Block hash join algorithm¶
The performance of equi-joins is substantially improved by using the hash join algorithm. At first, one relation is scanned and loaded into a hash table using the attributes of the join conditions as hash keys. Once the hash table is built, the second relation is scanned and the join condition values of every row are hashed and matched against the hash table.
In order to built a hash table even if the first relation wouldn’t fit into the available memory, only a certain block size of a relation is loaded at once. The whole operation will be repeated with the next block of the first relation once scanning the second relation has finished.

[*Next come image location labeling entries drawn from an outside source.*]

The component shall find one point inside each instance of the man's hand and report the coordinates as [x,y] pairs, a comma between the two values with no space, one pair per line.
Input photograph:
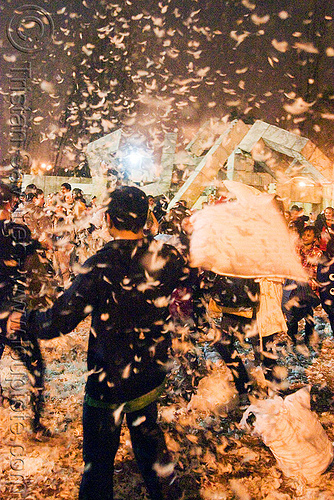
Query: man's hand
[14,322]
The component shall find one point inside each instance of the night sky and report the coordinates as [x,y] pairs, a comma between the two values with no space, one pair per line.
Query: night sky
[150,66]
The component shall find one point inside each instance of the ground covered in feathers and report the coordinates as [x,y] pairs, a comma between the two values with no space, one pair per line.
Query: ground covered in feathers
[215,459]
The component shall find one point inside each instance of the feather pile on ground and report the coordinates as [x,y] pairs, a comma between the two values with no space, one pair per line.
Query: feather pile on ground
[215,459]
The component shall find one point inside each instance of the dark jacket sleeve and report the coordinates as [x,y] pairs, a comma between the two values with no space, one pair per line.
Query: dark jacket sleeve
[68,310]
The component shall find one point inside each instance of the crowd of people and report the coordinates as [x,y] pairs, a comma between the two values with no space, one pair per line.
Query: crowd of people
[113,262]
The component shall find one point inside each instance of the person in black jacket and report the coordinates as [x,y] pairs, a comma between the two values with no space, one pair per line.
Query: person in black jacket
[126,288]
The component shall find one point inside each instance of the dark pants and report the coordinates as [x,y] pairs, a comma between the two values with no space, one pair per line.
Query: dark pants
[101,441]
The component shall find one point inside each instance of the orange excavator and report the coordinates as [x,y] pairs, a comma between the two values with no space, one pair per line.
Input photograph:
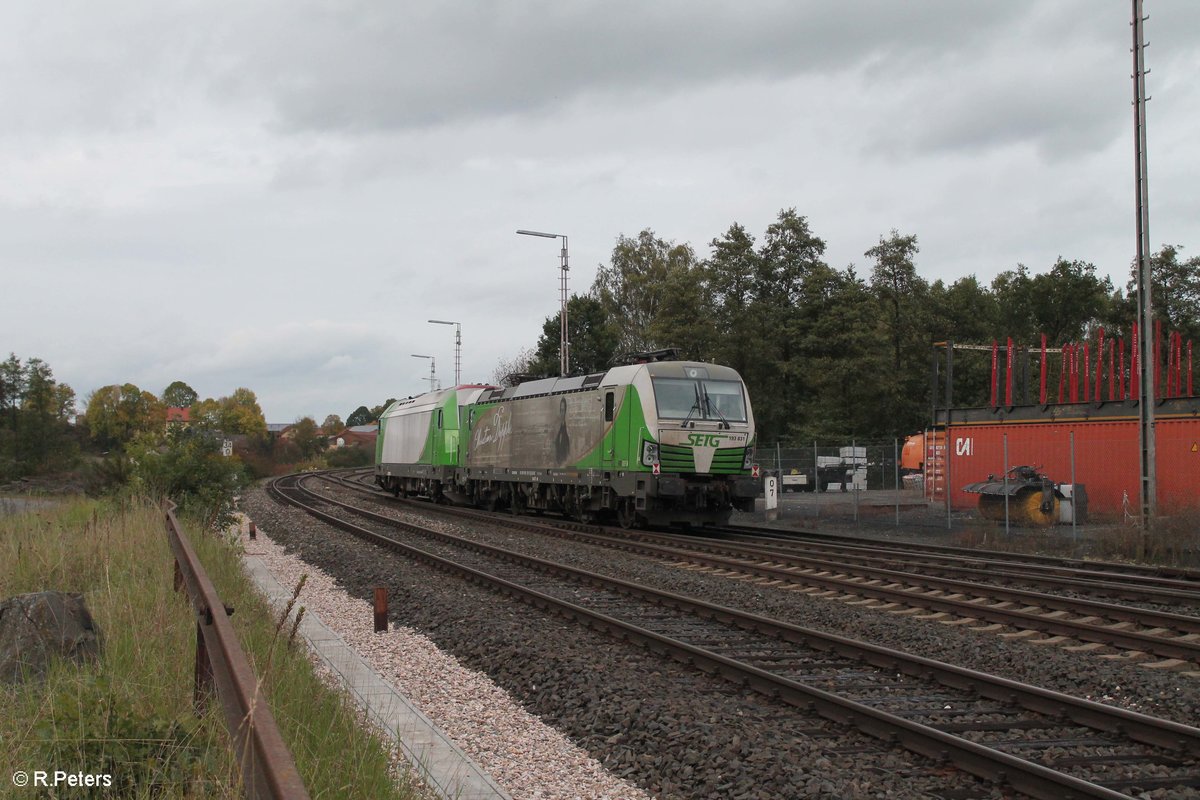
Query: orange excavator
[912,455]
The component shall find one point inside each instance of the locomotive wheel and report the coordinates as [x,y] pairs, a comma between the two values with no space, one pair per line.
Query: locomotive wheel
[991,506]
[627,516]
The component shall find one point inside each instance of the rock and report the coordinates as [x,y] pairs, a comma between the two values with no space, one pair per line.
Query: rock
[37,627]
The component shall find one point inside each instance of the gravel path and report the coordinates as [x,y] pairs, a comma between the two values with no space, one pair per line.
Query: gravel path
[523,755]
[676,732]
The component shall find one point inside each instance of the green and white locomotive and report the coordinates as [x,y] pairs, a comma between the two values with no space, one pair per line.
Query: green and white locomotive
[657,443]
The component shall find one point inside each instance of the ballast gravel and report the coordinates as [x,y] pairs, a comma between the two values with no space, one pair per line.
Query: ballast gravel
[671,729]
[523,755]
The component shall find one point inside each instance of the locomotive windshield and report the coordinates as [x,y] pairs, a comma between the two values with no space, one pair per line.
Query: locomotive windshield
[683,398]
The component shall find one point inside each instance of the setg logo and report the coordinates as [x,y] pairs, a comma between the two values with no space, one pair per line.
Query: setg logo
[705,440]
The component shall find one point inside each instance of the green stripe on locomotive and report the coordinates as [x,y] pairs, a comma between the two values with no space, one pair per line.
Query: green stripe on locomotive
[570,431]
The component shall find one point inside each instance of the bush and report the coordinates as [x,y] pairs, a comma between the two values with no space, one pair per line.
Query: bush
[190,470]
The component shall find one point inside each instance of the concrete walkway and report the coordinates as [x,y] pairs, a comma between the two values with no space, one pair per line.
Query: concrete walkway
[437,759]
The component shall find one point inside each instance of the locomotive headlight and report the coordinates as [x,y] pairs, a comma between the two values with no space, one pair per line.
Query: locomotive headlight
[748,459]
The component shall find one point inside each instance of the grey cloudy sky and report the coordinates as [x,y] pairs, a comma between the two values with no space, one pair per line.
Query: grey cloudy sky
[279,194]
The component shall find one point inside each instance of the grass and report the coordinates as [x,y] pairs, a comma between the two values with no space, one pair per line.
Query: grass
[130,715]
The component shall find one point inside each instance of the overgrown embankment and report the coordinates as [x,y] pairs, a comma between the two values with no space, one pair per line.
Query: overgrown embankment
[130,715]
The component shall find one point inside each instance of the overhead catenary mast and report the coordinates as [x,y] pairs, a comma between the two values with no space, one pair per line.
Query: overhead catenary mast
[1145,308]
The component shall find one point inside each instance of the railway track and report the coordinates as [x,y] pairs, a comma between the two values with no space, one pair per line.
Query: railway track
[990,727]
[1108,630]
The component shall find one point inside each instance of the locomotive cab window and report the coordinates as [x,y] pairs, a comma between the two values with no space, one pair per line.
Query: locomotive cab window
[681,398]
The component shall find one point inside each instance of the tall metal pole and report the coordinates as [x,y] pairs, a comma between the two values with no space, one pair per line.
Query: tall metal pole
[433,364]
[564,349]
[1146,400]
[457,348]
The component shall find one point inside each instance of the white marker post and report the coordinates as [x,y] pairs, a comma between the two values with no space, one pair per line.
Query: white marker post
[771,493]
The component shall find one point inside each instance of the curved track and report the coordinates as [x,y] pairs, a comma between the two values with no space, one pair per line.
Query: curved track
[984,725]
[895,579]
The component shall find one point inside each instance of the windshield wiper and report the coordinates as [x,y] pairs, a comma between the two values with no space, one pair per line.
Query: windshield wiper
[695,407]
[713,409]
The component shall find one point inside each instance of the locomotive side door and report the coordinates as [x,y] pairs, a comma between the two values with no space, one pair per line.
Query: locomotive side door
[612,444]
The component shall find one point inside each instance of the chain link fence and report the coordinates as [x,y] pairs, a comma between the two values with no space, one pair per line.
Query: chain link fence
[1048,487]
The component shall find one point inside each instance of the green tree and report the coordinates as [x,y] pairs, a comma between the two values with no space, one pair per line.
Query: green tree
[35,414]
[240,414]
[187,467]
[634,288]
[593,338]
[307,438]
[792,288]
[115,414]
[903,299]
[1175,293]
[179,395]
[361,415]
[1065,304]
[965,312]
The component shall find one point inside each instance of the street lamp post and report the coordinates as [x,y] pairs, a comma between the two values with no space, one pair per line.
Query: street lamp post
[564,359]
[457,348]
[433,365]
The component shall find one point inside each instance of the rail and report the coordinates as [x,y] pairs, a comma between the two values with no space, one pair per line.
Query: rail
[268,769]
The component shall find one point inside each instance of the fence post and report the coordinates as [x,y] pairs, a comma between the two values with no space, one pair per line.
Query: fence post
[853,474]
[1007,530]
[816,468]
[1074,494]
[895,469]
[202,685]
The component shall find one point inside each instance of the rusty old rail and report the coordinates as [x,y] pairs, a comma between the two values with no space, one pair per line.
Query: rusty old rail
[268,769]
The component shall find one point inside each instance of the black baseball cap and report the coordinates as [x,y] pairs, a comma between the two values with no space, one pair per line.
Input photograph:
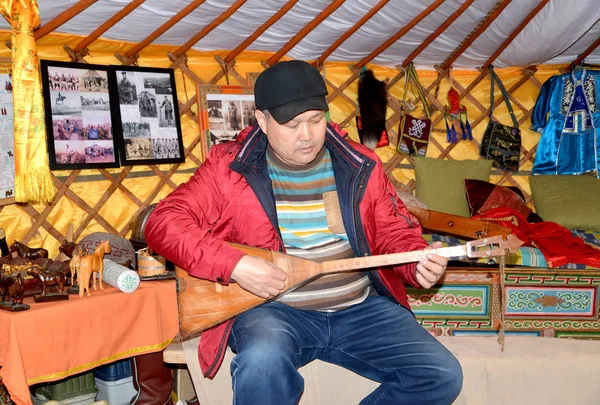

This optimisation cannot be applied unless the join is an INNER
join and
the join condition satisfies the following rules:
Contains at least one
EQUAL
operatorContains no
OR
operatorEvery argument of a
EQUAL
operator can only references fields from one relation
The hash join algorithm is faster but has a bigger memory footprint. As such it can explicitly be disabled on demand when memory is scarce using the session setting enable_hashjoin:
SET enable_hashjoin=false
Limitations¶
Joining more than 2 tables can result in poor execution plans.
Internally the relations are joined in pairs. So for example in a 3 table join, we’d join (r1 ⋈ r2) ⋈ r3 (r1 with r2 first, then with r3). The poor execution plan could happen as there is no optimization in place which improves the join ordering. Ideally we’d join those relations first which narrow the intermediate result set to a large degree, so that later joins have less work to do. In the example before, joining r1 ⋈ (r2 ⋈ r3) might be the better order.